The article goes on to cite a study out of Berkeley about what grad students' and recent PhDs expectations should be by following them for 10 years and reporting on their professional status 10 years later. The study found 58% of English PhDs found tenure track or tenure within 10 years. And this was for people who graduated in the early '90s. (I shudder to think what the numbers are as so many institutions have begun to embrace adjuncting and online learning without possibility of tenure)

This really struck a chord with me: "A Ph.D., thrilled to land a faculty position at a liberal-arts college near her home, is asked by her dissertation adviser when she was going to "get a job." Presumably, a 'real' one."

I believe this tells us a lot about what drives the all-or-nothing goal of getting the ever more elusive tenure track job. In order to build the prestige of the school, and the position of a scholar within a school's Department, one needs students who come through the program, pay some money and contribute very low-paying labor, and then move on to become stellar scholars. By proxy, the success of the student in a specific field builds the aura of success for those who trained the scholar.

But if the scholar moves from academia to the private sector, begins to earn $150,000 a year and has kids and a great life/work balance in a totally unrelated field, it cannot lend to the school's reputation for building scholars.
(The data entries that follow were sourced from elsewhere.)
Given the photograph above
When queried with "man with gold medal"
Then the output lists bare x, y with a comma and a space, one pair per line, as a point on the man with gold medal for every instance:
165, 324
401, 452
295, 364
And grad students begin by wanting to be their professors. You do not get a PhD in History in order to change plans when you are 35 and become an administrator or executive. That doesn't appeal to today's 22-year-old searching "Best Graduate Programs."

So to enhance their rep, schools and profs engage with this rhetoric about how grad students need to keep pressing on. They are disappointed with any move away. Even my adviser met the news of my exciting job with a shrug, because it is being in charge of a research center rather than the glorified tenure-track position. So he has yet to congratulate me.

But Megan, who got a tenure-track job 6 years ago in Utah? Oh, he LOOOOOVes her.

This attitude doesn't really serve grad students or academia. This is a rapidly shifting economy that hopes to kill of tenure as soon as possible. Requiring "success" to be defined by gaining tenure -- even if that means moving to Montana, 6 hours away from the nearest airport and without access to family or long-standing friends -- rather than by good pay, job security, and life/work balance only sets our students up for the REAL failure: being miserable in your job and feeling like you can never leave.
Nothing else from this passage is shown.